I malviventi, che hanno cercato di distruggere il caveau con una ruspa, quando si sono trovati scoperti, hanno ingaggiato una sparatoria con i carabinieri, un conflitto a fuoco a colpi di kalashnikov.

 

QUINTO VERCELLESE – Continuano da parte delle Forze dell’Ordine (Polizia e Carabinieri) le ricerche del gruppo di banditi, sembrerebbe almeno una decina, che, intorno alle 2,30 della notte tra lunedì 26 e martedì 27 gennaio, hanno preso di mira il caveau dell’istituto di vigilanza “Fidelitas”.

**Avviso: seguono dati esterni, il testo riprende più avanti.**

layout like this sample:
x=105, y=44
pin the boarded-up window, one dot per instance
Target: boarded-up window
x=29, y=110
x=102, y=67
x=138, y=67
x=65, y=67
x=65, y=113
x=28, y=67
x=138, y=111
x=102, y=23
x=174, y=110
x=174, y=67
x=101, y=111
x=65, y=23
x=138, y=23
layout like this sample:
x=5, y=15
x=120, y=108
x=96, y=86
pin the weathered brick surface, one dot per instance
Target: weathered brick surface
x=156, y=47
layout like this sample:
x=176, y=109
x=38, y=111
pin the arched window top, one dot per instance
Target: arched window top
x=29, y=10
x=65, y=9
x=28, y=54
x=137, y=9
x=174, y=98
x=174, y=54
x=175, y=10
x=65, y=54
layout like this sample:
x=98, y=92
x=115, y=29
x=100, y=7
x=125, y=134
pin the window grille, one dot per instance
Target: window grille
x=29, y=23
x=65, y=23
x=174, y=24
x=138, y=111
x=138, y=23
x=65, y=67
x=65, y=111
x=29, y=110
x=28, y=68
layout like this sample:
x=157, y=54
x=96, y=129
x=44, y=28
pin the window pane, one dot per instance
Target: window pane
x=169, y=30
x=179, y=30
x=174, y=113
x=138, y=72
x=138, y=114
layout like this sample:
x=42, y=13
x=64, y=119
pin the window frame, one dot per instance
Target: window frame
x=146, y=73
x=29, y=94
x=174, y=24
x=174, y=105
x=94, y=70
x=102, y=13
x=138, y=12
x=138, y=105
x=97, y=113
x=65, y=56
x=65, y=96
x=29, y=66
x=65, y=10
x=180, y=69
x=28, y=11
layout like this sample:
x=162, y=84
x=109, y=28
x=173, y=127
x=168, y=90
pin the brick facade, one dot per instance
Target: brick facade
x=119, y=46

I malviventi, che hanno cercato di distruggere il caveau con una ruspa, quando si sono trovati scoperti, hanno ingaggiato una sparatoria con i carabinieri, un conflitto a fuoco a colpi di kalashnikov.

Per fuggire hanno dato fuoco ad alcune auto lungo le vie di ingresso al paese, molte delle quali, per gran parte della giornata, sono rimaste inagibili. A dare l'allarme ai militari, a quanto risulta, pare sia stato un vigilante dell’istituto, dove si è registrato il fatto di cronaca. 

Obiettivo dei malviventi, distruggere il muro di cinta ed entrare nel caveau, ma hanno puntato il luogo da loro desiderato dalla parte sbagliata. Le auto incendiate sarebbero vetture già preparate dai malviventi per un’eventuale precipitosa fuga e impedire di essere seguiti, veicoli che sarebbero risultati rubati e alcuni, pare, con targa straniera.

Così la banda ha bloccato tutte le strade di accesso al paese: quelle per Villata, Collobiana, Olcenengo e Biandrate.

Un’azione che, ai malviventi, non ha portato, fortunatamente, frutto. Nulla, infatti, è stato asportato, avendo sbagliato lato dell’edificio in cui è posto il caveau e per l’immediata reazione delle guardie giurate presenti all'interno dell'istituto di vigilanza, che hanno dato l'allarme, e l’arrivo dei militari.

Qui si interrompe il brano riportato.